The Ecumenical Water Network (EWN) and Corporate Accountability and Public Participation Africa (CAPPA) have emphasised the importance of robust campaign strategies if water privatisation plans in Nigeria and other countries in Africa must be defeated.
They drew this conclusion at a “Training the Trainers Workshop on No to Water Privatisation Campaign in Nigeria”, which held in Ibadan, the Oyo State capital, on February 17, 2023.
The workshop brought together members of ecumenical bodies, civil society, gender specialists, people living with disabilities, the media, and researchers, among others.
In her welcome words, Coordinator of the network, Rev Dr. Uzoaku Williams, said the training is timely in view of the precarious water situation in Nigeria and across Africa which she described as a human right disaster.
Williams said that when there is no water the home will be messy because water plays a vital role in hygiene particularly of girls and women.
She explained that the Ecumenical Water Network is a brainchild of the World Council of Churches and her members in Nigeria started their grassroots engagement with programmes in Makoko and other areas where people were experiencing human rights abuses. She opined that the turning point of the work of the network was when they started working to advance the human right to water because of the centrality of water to every basic need.
Going further, she pointed out that the network has played pivotal role in challenging the National Water Resources Bill and will continue to do so because of its anti-people provisions.
She also disclosed the network’s five-year plan which is essentially to make Nigerians conscious of water rights.
Giving an Overview of EWN engagements on water, the Very Rev.
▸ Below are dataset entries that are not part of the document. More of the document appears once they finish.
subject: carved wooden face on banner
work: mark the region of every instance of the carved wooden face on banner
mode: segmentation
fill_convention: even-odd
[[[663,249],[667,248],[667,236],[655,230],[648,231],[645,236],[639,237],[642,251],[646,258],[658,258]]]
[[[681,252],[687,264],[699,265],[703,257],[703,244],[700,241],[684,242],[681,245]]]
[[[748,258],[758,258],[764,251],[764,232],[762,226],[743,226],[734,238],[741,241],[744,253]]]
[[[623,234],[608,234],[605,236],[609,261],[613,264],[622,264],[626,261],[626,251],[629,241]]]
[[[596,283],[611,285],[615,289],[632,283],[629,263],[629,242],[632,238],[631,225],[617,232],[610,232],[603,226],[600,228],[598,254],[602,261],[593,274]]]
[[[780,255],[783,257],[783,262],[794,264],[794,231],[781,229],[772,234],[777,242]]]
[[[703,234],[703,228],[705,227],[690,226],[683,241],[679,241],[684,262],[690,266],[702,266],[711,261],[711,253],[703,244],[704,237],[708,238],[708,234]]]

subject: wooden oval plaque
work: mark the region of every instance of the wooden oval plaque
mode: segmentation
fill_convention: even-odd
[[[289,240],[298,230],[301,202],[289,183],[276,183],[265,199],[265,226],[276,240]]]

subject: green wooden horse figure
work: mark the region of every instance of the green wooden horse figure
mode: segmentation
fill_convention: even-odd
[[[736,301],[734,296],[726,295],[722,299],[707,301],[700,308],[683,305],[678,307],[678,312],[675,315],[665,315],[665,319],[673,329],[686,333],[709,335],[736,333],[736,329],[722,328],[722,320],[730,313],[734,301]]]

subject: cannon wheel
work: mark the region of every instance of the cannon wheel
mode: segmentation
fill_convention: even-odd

Kolade Fadahunsi argued that water privatisation will worsen the crisis of water shortage in hence the decision of the network to embark on the campaign on No to Water Privatisation.
Fadahunsi said that water must no longer be treated as a commodity because it is an essence of life and should be seen as such, even as he added that the World Bank and International Monetary Fund (IMF) are the biggest drivers of water privatisation on the continent.
Giving a breakdown of statistics on how Nigerians access water, the clergyman revealed that 57% of Nigerians depend on borehole, 25% depend on wells, 14% tap water, 3% on rivers and another 1% on ponds.
He went further to say that lack of access to water is also a reason for the herders-land owners’ crisis in the northern part of Nigeria which has led to deaths, displacements and animosity among former peaceful communities.
To further escalate he challenges of access, he said the network is exploiting the Lenten Season which starts on Wednesday February 22 to commence seven weeks of water commemoration to reflect on water issues.
During the training, presentations were made by Philip Jakpor, CAPPA director of programmes, who spoke on “Engaging the media on water advocacy” and explained that no successful advocacy is possible without a robust relationship between advocates and the media.
Aderonke Ige and Olatunji Buhari, both associate directors at CAPPA, spoke on “Reflections on Water Justice Campaign in Africa and Nigeria” and “What the law says and Community Water Parliaments” respectively.
The training also included a practical session on “Strategies for Organising a Water Campaign Advocacy and Public Actions”, a session on developing the requisite skill for a solid campaign against water privatisation and networking sessions.